Philip Cousin says there is no conflict of interest in his leading one of the city’s most powerful political advocacy groups and his appointment to the Durham County Board of Commissioners.
Cousin will remain chairman of the Durham Committee on the Affairs of Black People after committee members affirmed their support of him at a meeting earlier this month.
Cousin previously served on the board of commissioners for eight years. The current commission appointed him in June to replace Joe Bowser, whose term runs until December. Bowser resigned his position shortly after finishing seventh in May’s Democratic primary.
Formed in 1935 as the Durham Committee on Negro Affairs, the committee remains one of the most powerful political advocacy groups in Durham. Lavonia Allison led the committee for 14 years. Cousin was elected chairman in December 2011 after Allison announced that she would not seek another term.
Durham committee members, speaking only on background because they’re not authorized to talk to the media on the group’s behalf, say that after Cousin’s appointment to the board of commissioners, there was grousing within the organization that it hadn’t been formally discussed before he accepted.
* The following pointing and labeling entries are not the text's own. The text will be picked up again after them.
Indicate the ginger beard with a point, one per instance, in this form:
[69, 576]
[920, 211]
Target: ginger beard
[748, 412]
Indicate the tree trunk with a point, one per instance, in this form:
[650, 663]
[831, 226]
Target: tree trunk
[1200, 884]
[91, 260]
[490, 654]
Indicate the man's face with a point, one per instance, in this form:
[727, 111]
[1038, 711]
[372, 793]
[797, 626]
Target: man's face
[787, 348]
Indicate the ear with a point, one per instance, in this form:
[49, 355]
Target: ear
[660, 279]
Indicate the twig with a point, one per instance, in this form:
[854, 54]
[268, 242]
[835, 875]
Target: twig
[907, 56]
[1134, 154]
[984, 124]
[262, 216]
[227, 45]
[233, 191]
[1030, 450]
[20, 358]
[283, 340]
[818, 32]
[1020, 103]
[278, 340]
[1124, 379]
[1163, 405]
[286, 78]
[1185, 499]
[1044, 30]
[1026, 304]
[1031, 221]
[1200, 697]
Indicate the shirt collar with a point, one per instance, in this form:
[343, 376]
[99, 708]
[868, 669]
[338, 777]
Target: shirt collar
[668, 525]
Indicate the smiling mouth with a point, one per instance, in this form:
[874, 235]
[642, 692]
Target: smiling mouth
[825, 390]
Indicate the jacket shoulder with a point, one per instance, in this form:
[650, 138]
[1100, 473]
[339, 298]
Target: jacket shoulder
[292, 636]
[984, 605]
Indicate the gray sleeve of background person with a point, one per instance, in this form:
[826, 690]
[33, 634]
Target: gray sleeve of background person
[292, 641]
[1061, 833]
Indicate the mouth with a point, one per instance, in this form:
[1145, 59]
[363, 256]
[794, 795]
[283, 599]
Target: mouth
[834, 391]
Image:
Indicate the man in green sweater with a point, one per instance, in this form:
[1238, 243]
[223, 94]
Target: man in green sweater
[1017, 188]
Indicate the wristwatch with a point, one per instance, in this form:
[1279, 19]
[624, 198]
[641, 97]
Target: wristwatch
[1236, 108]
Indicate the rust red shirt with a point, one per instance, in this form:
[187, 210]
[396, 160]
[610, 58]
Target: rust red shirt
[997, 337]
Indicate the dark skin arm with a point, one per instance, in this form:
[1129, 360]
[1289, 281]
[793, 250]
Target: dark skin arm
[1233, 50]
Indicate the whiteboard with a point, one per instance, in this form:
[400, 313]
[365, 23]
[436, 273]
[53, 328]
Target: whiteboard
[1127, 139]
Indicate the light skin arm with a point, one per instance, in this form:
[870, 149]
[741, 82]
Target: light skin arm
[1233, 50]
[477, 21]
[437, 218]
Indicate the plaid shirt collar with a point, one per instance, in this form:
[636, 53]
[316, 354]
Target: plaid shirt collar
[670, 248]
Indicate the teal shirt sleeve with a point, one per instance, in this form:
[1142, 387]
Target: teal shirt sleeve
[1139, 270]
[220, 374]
Committee members say there were concerns that the group’s own rules would require Cousin to step down. Some members informally discussed how Allison could potentially return.
But the committee’s constitution does not prevent its chairman from holding elected office, says Cousin. And discussion of Allison’s return “never rose to the level of being discussed formally by the committee as a whole.”
Cousin says the committee and the commission share similar views about the future of Durham County. “And I certainly don’t feel that the aims of the committee are antithetical to the goals and aims of the county,” he added.
There is a possibility for conflict. For example, Allison was an outspoken advocate of the controversial 751 South project, a position that put her at odds with some county officials. As chairperson of the committee, she held considerable influence, and so will Cousin.
Reckhow says that the board discussed the potential conflict prior to Cousin’s appointment. “My understanding was that Phil felt he could segregate his duties,” says Reckhow.
Board members were assured, she says, “he would not be presenting things on behalf of the Durham committee or doing any activism that would compromise decisions on the board.”
Nothing in the county bylaws or the board of commissioners’ ethics policy specifically prohibits a commissioner from holding a leadership position in a political advocacy group, says Kathy Everett-Perry of the Durham county attorney’s office.
Similarly, Keith Bishop, chairman of the committee’s legal redress subcommittee, says nothing in the group’s bylaws bars the chairman from holding an elected office. “I’ve never seen a restriction that addresses that,” Bishop says.
But if a conflict were to arise during the Durham committee’s voting process, Cousin says he would recuse himself.
Bowser’s permanent replacement on the board of commissioners will take office in December; Cousin is not running for election to keep the seat.
This article appeared in print with the headline “Conflict resolution.”